In this answer the route to finding variance, based on bilinearity of covariance and symmetry.
You can write the sum as $S=P_1+\cdots+P_N$ where the $P_i$ are the products.
Then: $$\mathsf{Var}(S)=\mathsf{Cov}(P_1+\cdots+P_N,P_1+\cdots+P_N)=N\mathsf{Var}(P_1)+N(N-1)\mathsf{Cov}(P_1,P_2)$$
Try to find $\mathsf{Var}(P_1)$ and $\mathsf{Cov}(P_1,P_2)$ yourself.

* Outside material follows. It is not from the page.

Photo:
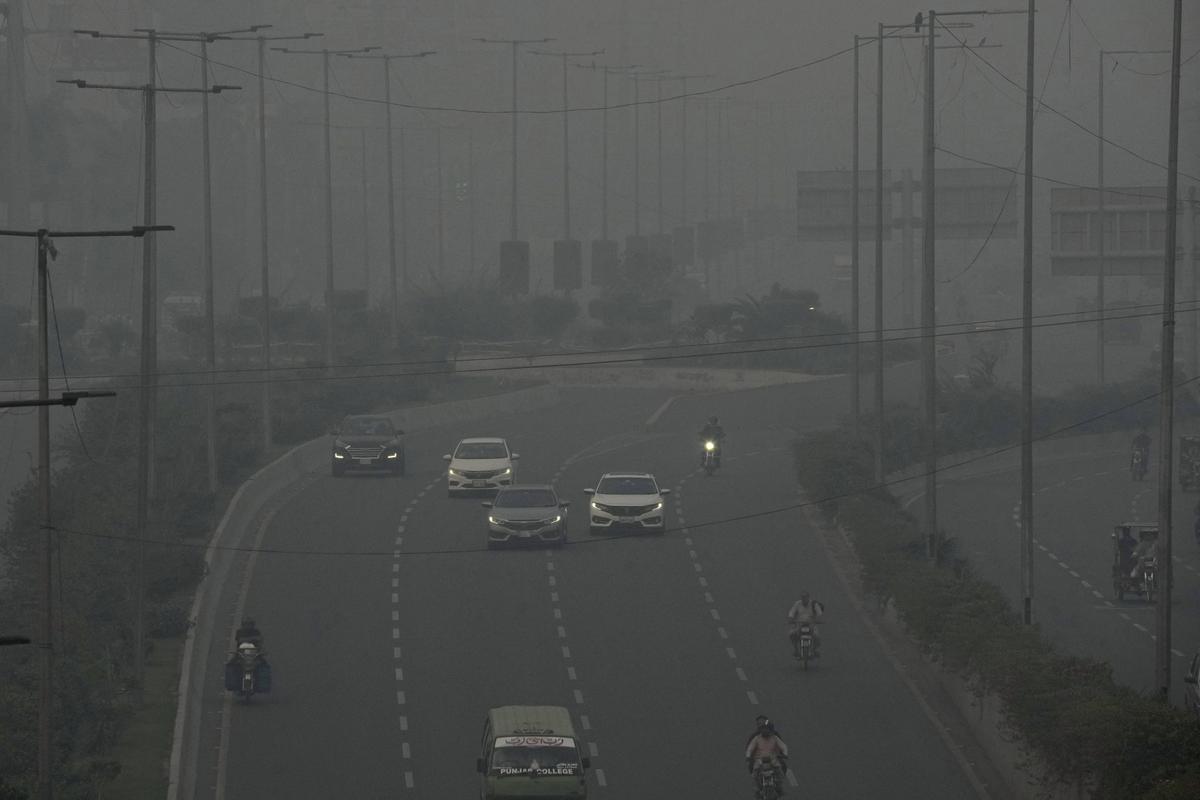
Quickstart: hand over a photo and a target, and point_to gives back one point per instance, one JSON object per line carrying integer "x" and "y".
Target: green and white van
{"x": 531, "y": 751}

I have to go now, and later I will come back to have a second look.
edit (continuation)
Let $P_{i}=X_{i}Y_{i}$ where $X_{i}$ denotes the $i$-th number
from urn A and $Y_{i}$ denotes the $i$-th number of urn B.
Then all $X_{i}$ and $Y_{i}$ for every $i\in\left\{ 1,\dots,N\right\} $
the random variables $X_{i}$ and $Y_{i}$ have uniform distribution
over $\left\{ 1,\dots,N\right\} $.
Further the random vectors $\left(X_{1},\dots,X_{N}\right)$ and $\left(Y_{1},\dots,Y_{N}\right)$
are independent.
$$\mathbb{E}P_{1}=\mathbb{E}X_{1}Y_{1}=\mathbb{E}X_{1}\mathbb{E}Y_{1}=\left(\mathbb{E}X_{1}\right)^{2}$$
$$\mathbb{E}P_{1}^{2}=\mathbb{E}X_{1}^{2}Y_{1}^{2}=\mathbb{E}X_{1}^{2}\mathbb{E}Y_{1}^{2}=\left(\mathbb{E}X_{1}^{2}\right)^{2}$$
$$\mathsf{Var}P_{1}=\mathbb{E}P_{1}^{2}-\left(\mathbb{E}P_{1}\right)^{2}=\left(\mathbb{E}X_{1}^{2}\right)^{2}-\left(\mathbb{E}X_{1}\right)^{4}$$
$$\mathsf{Covar}\left(P_{1},P_{2}\right)=\mathbb{E}P_{1}P_{2}-\mathbb{E}P_{1}\mathbb{E}P_{2}=\mathbb{E}X_{1}Y_{1}X_{2}Y_{2}-\left(\mathbb{E}X_{1}\right)^{4}=$$$$\mathbb{E}X_{1}X_{2}\mathbb{E}Y_{1}Y_{2}-\left(\mathbb{E}X_{1}\right)^{4}=\left(\mathbb{E}X_{1}X_{2}\right)^{2}-\left(\mathbb{E}X_{1}\right)^{4}$$
$$\mathsf{Var}\left(S\right)=N\left[\left(\mathbb{E}X_{1}^{2}\right)^{2}-\left(\mathbb{E}X_{1}\right)^{4}\right]+N\left(N-1\right)\left[\left(\mathbb{E}X_{1}X_{2}\right)^{2}-\left(\mathbb{E}X_{1}\right)^{4}\right]=$$$$N\left(\mathbb{E}X_{1}^{2}\right)^{2}+N\left(N-1\right)\left(\mathbb{E}X_{1}X_{2}\right)^{2}-N^{2}\left(\mathbb{E}X_{1}\right)^{4}$$
What remains now is finding $\mathbb{E}X_{1}$, $\mathbb{E}X_{1}^{2}$
and $\mathbb{E}X_{1}X_{2}$. I leave that to you.